The Great Dismal Swamp located in the coastal plain on the Virginia- North Carolina border, has long been recognized as a vegetationally distinctive region with many unusual geological and biological features. Formerly at least twice the currently estimated size of 85,000 hectares (Carter 1979), the Great Dismal Swamp is still shrinking because of a dropping water table caused by more than 200 years of logging, ditching, and other human activities.

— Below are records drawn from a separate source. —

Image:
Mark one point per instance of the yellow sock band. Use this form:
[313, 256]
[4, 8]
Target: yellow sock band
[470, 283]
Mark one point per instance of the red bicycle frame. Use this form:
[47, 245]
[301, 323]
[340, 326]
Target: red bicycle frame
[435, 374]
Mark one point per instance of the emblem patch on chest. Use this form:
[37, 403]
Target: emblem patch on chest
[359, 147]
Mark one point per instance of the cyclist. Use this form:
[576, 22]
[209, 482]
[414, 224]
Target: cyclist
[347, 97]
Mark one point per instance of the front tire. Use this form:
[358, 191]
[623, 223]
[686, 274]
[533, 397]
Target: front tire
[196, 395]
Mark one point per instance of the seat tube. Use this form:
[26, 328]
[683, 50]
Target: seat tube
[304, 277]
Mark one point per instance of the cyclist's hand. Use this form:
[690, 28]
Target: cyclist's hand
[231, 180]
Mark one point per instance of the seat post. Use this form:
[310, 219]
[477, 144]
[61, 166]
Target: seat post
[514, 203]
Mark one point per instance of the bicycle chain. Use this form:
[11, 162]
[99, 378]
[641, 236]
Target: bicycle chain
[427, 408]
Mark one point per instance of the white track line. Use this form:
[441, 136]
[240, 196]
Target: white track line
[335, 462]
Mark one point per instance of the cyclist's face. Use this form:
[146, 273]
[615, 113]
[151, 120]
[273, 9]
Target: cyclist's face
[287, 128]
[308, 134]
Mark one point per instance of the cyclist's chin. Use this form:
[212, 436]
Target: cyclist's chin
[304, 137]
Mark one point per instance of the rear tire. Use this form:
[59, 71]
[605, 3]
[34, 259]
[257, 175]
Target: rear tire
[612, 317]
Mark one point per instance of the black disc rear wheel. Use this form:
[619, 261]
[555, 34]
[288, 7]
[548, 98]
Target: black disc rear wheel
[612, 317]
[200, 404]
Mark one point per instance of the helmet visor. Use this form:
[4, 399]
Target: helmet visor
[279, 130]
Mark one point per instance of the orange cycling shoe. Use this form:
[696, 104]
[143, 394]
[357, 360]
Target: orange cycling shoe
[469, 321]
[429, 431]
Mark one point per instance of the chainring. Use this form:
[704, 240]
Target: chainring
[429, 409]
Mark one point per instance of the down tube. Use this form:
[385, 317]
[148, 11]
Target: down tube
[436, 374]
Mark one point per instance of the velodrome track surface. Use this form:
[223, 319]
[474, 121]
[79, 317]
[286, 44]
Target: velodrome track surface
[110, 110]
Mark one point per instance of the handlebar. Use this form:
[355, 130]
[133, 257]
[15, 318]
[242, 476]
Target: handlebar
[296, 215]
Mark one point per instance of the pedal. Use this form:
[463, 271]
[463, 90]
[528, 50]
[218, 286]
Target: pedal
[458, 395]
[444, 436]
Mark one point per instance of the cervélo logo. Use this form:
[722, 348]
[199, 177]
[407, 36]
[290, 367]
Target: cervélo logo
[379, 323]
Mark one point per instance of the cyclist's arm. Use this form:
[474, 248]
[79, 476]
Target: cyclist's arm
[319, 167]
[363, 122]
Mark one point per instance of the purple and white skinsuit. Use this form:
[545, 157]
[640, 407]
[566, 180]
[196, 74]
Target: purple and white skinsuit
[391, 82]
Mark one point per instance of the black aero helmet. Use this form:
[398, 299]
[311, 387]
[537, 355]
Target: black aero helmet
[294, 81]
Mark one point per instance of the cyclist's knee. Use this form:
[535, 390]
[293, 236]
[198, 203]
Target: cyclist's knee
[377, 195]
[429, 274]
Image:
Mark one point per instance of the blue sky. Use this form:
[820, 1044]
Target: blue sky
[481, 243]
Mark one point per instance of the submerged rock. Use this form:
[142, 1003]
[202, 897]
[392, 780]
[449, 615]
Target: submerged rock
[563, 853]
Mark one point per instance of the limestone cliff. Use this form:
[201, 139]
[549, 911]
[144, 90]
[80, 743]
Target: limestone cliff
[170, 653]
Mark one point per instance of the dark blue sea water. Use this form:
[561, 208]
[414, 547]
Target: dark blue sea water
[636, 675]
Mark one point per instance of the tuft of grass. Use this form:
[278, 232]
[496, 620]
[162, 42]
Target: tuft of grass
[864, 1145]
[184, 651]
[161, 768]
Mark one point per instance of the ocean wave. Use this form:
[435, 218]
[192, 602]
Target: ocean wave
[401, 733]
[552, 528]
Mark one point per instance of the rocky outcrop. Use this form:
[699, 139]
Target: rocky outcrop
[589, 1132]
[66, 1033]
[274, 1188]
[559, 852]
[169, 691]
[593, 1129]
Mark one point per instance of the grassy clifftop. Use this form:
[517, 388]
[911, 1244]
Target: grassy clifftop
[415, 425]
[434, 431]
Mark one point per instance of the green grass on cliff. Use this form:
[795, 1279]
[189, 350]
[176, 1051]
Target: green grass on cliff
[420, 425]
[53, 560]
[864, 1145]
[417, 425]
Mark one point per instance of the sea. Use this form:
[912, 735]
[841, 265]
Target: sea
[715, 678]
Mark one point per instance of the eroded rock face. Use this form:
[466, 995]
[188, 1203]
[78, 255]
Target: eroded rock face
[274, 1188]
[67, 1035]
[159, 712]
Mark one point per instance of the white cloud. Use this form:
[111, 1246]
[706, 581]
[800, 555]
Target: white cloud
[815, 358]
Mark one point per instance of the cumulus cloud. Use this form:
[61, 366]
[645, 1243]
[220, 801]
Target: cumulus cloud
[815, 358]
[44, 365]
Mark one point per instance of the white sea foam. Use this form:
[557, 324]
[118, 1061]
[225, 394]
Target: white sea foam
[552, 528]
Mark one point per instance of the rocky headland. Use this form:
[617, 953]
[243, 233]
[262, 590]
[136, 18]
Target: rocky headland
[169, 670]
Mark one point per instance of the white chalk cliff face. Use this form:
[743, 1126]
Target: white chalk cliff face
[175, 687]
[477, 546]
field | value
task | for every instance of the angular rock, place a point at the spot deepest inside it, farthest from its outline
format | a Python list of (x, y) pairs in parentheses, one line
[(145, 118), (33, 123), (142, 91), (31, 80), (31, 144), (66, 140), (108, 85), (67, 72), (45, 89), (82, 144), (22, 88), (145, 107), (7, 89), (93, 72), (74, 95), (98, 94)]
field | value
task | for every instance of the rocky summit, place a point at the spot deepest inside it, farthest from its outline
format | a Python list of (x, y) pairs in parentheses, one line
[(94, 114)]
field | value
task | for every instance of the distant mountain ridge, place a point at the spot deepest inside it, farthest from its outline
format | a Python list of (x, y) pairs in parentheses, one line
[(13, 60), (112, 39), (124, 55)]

In 1973, the Union Camp Corporation donated a 19,871-hectare tract located near Suffolk, Virginia. to The Nature Conservancy, which transferred the land to the U.S. Fish and Wildlife Service. This parcel, all in Virginia and including the 1255-hectare Lake Drummond, became the core of the Great Dismal Swamp National Wildlife Refuge (hereafter, G.D.S.N.W.R.), established in 1974. The G.D.S.N.W.R. is still growing in size by the acquisition of land by purchase or by gift; by the end of 1980, it was 41,026 hectares, with 24 per cent (9866 hectares) in North Carolina.

Original Publication Citation

Terwilliger, K. A., & Rose, R. K. (1984). Breeding birds in cedar stands in the Great Dismal Swamp. American Birds, 38(1), 24-27.